Schuldenkrise sorgt für Preiserhöhungen

Heizöl wird auch heute teurer. Mittlerweile haben die Heizölpreise den höchsten Stand seit mehr als drei Jahren erreicht. Obwohl gestern die Rohölpreise noch deutlich gesunken sind, ist auch heute mit Aufschlägen bei den Heizölpreisen zu rechnen. Denn die Schuldenkrise hat den Euro fest im Griff.

Die gestrige Versteigerung italienischer Staatsanleihen zeigte deutlich, dass der Regierungswechsel in Italien kein Selbstläufer werden wird. Deutlich mehr als 6 Prozent Zinsen sind nun für 5-jährige Staatsanleihen zu stemmen – Ökonomen rechnen damit, dass dies im Rahmen dessen liegt, was Italien leisten kann.
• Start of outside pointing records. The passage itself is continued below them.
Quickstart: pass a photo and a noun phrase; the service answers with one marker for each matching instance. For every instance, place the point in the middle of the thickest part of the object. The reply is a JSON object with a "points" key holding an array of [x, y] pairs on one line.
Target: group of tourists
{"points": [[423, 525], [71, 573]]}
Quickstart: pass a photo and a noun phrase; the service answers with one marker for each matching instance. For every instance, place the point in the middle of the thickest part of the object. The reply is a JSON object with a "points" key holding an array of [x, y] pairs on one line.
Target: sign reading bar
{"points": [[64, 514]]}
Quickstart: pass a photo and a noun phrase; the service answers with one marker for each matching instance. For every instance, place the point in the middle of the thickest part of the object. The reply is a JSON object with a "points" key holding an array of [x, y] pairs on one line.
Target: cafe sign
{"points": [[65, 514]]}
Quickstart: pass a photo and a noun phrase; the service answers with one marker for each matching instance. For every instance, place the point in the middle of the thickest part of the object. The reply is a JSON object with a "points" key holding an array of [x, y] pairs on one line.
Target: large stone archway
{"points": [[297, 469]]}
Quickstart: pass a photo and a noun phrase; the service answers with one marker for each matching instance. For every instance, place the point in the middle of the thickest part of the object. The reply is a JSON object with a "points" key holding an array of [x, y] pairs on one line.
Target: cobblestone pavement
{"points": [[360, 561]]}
Dennoch entspricht dieser Wert einem Rekordwert. Auch mit einem neuerlich sorgenvollen Blick auf Spaniens Schwierigkeiten verpufft die zuletzt erstaunliche Euphorie an den Aktienmärkten. Dem Eurokurs steht eine schwierige Zeit bevor.

Aktuell (9:49 Uhr) zeigen sich die Rohölpreise uneinheitlich. Brent notiert bei 111,83 Dollar je Barrel und liegt damit leicht im Plus. WTI dagegen konnte die 100-Dollar-Marke noch nicht wieder knacken und fiel auf 98,14 Dollar je Barrel zurück. Die Gemeinschaftswährung notiert mit 1,35685 Dollar weiterhin deutlich im Minus.